What MPs do

It is impossible to accurately describe the weekly schedule of an MP because no two MPs choose to do their job in exactly the same way.

All MPs divide their time between the area they represent (“the constituency”) and Parliament, which sits in the Palace of Westminster in London.

In the constituency an MP will try to help anyone with a problem and it does not matter how that constituent voted at a general election.

So, everyone in a constituency can contact their own MP to discuss individual problems affecting them, or about any matter where the constituent has an opinion that he or she wishes to convey to their MP.

This can be done by e-mail, letter, phone call, or by attending the MP’s advice bureau. Contact by e-mail is obviously the quickest and most convenient for many. Mr Knight’s advice bureaux are held around the constituency in indoor heated, seated, accomodation and are not subject to cancellation because of bad weather outdoors.

Some issues, like housing or planning, are the responsibility of the local council and not Parliament.

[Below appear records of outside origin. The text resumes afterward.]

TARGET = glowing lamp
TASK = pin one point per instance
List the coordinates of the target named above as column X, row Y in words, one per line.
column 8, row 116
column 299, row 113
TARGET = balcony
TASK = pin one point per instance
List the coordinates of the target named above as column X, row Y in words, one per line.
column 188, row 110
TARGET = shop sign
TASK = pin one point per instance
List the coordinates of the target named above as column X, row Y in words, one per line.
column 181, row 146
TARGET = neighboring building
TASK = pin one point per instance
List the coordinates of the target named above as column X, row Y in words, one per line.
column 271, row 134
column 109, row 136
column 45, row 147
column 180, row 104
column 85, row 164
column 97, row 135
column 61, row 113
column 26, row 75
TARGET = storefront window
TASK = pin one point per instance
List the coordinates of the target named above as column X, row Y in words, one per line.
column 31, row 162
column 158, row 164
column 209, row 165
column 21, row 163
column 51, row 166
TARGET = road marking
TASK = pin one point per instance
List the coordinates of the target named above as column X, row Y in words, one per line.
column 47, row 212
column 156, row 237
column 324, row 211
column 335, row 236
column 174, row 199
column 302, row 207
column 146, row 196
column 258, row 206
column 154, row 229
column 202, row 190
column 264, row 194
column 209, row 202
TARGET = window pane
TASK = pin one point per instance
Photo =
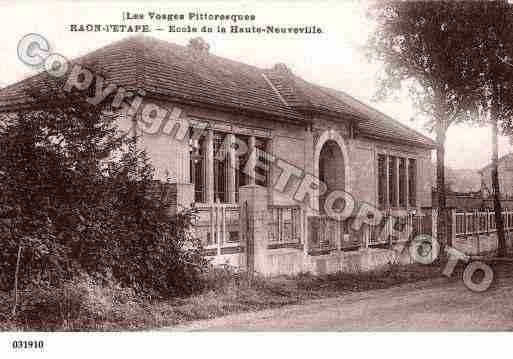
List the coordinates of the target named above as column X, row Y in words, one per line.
column 220, row 167
column 412, row 180
column 262, row 166
column 197, row 160
column 241, row 151
column 382, row 185
column 402, row 182
column 392, row 181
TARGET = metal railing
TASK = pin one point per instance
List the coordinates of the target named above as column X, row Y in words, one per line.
column 479, row 222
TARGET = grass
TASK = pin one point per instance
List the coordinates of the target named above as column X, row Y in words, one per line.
column 227, row 292
column 280, row 291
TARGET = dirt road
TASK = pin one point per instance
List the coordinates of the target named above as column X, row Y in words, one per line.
column 437, row 304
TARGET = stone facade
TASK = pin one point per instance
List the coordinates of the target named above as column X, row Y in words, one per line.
column 298, row 146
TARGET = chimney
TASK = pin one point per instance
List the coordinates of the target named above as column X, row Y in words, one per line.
column 281, row 67
column 199, row 45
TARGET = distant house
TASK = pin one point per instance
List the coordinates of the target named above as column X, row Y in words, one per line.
column 323, row 133
column 505, row 169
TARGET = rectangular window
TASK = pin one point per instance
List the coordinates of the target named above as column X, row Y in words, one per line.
column 392, row 181
column 402, row 182
column 382, row 181
column 242, row 155
column 412, row 180
column 263, row 164
column 220, row 168
column 197, row 166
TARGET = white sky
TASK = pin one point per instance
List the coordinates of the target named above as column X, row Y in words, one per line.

In these cases, the first point of contact should be with your local councillor and not your MP. Mr Knight is NOT a member of the East Riding of Yorkshire Council,

Due to Parliamentary rules, an MP cannot make representations for people who do not live in the MPs area (constituency). To find out if you live in Greg’s constituency click here.

At Westminster, it is the job of an MP to seek to hold the government of the day to account. So a Member of Parliament must decide whether to support or oppose government business on a particular issue, or whether to try to persuade the government to change its mind. MPs also have an opportunity to change the law themselves. Greg managed to do this in 2011 with his Estates of Deceased Persons (Forfeiture Rule and Law of Succession) Act.